Weight loss device maker Allurion Technologies Inc. is nearing a deal to go public through a merger with a blank-check company backed by former Medtronic Plc Chairman and Chief Executive Officer Omar Ishrak, according to people familiar with the matter.
(Bloomberg) — Weight loss device maker Allurion Technologies Inc. is nearing a deal to go public through a merger with a blank-check company backed by former Medtronic Plc Chairman and Chief Executive Officer Omar Ishrak, according to people familiar with the matter.
The merger with Compute Health Acquisition Corp. is expected to value the combined company at about $500 million including debt, said the people who asked not to be identified discussing confidential information.

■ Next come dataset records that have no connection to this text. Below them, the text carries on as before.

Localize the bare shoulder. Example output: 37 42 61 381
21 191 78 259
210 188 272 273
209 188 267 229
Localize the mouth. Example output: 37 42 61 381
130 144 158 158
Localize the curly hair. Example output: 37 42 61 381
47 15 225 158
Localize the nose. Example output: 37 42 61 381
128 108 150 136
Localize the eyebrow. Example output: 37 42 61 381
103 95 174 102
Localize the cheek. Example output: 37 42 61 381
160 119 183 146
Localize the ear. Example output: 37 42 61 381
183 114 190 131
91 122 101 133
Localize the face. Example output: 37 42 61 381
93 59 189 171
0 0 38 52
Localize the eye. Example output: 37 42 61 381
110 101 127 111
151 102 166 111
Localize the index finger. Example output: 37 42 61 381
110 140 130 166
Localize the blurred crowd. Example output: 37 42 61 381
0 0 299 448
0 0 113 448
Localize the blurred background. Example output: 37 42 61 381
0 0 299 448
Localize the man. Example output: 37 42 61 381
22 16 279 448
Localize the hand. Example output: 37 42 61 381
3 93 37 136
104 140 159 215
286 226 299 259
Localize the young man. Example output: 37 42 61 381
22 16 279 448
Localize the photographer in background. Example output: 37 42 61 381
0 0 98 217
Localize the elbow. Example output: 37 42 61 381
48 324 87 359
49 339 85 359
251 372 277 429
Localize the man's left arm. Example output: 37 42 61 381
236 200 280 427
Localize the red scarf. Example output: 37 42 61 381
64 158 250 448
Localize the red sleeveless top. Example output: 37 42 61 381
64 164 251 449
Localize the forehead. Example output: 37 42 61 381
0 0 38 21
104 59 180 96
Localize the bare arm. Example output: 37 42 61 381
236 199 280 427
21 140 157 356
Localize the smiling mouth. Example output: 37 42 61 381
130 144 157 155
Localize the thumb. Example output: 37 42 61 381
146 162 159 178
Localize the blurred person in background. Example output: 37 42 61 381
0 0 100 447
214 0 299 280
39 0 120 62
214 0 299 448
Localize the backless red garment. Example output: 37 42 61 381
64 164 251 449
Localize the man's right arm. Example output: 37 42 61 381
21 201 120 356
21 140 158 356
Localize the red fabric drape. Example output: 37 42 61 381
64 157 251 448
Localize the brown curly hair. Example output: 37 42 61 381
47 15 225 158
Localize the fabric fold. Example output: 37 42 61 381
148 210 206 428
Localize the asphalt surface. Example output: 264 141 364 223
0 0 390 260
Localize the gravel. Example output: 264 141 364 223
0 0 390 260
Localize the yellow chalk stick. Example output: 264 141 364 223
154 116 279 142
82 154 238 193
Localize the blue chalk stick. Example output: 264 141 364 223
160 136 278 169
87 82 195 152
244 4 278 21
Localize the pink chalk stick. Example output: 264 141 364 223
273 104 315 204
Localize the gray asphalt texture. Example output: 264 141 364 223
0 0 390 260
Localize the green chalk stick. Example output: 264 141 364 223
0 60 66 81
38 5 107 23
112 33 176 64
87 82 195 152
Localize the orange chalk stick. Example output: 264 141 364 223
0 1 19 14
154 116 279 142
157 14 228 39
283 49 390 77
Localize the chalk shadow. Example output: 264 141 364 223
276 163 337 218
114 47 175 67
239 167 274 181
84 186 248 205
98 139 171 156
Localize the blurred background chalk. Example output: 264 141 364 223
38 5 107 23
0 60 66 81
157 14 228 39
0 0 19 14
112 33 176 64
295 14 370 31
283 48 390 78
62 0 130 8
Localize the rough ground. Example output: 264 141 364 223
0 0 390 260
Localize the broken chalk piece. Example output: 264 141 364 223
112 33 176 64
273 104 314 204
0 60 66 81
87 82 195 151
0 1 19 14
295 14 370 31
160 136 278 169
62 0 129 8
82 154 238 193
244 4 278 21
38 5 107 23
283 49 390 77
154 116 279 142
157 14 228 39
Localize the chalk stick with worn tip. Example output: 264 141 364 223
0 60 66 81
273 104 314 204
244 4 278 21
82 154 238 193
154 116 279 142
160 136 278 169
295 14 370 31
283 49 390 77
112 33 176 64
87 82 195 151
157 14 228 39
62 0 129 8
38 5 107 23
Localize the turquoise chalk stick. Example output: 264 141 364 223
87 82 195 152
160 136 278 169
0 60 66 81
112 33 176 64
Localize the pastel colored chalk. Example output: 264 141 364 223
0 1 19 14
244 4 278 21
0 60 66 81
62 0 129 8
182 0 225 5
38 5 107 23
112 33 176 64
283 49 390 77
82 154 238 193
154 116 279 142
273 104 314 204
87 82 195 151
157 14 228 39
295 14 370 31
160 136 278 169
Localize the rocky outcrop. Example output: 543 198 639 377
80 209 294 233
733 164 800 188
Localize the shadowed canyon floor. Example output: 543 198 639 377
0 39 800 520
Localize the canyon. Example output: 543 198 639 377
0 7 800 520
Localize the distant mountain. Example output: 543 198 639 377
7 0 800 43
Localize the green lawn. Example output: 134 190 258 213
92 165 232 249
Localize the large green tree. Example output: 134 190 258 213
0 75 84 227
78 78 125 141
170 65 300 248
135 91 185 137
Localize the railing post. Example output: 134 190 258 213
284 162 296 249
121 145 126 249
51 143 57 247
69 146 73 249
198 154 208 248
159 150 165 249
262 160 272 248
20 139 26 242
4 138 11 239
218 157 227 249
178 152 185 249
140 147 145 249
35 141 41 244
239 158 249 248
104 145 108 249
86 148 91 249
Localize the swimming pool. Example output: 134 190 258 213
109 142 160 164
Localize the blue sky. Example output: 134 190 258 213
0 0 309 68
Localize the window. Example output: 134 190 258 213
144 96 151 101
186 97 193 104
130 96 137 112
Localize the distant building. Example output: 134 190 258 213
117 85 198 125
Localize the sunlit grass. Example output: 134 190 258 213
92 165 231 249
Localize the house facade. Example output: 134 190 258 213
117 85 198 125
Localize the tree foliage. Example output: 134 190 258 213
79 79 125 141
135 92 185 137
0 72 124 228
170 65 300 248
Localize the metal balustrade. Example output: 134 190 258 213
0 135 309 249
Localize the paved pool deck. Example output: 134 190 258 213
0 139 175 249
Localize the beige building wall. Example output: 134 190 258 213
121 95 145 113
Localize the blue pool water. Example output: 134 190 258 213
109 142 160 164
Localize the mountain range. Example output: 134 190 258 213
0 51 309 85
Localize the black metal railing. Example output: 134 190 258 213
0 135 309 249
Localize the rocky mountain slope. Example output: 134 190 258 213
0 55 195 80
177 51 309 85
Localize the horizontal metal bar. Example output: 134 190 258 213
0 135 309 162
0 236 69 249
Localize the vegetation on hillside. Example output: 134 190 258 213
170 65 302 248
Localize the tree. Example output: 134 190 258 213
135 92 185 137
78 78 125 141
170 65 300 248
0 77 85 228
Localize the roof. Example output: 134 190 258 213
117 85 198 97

The special purpose acquisition company, or SPAC, is led by Ishrak, hedge fund manager Joshua Fink, who is the son of BlackRock Inc.’s Larry Fink, and Medtronic executive Jean Nehme.
Allurion sells a gastric balloon that can be swallowed to help people lose weight. The company generated revenue of $64 million last year.
The deal includes a private investment in public equity, or PIPE, led by RTW Investments and a synthetic royalty financing. It also includes a senior secured term loan from Fortress Investment Group and a $100 million equity facility from Chardan Capital Markets. Ishrak and former General Electric Co. CEO Jeff Immelt are also investors in the PIPE, the people said.
Ishrak, who ran Medtronic Plc as CEO and chairman for about nine years through 2020, stepped down as chairman of Intel Corp. in January but remains an independent director at the chipmaker.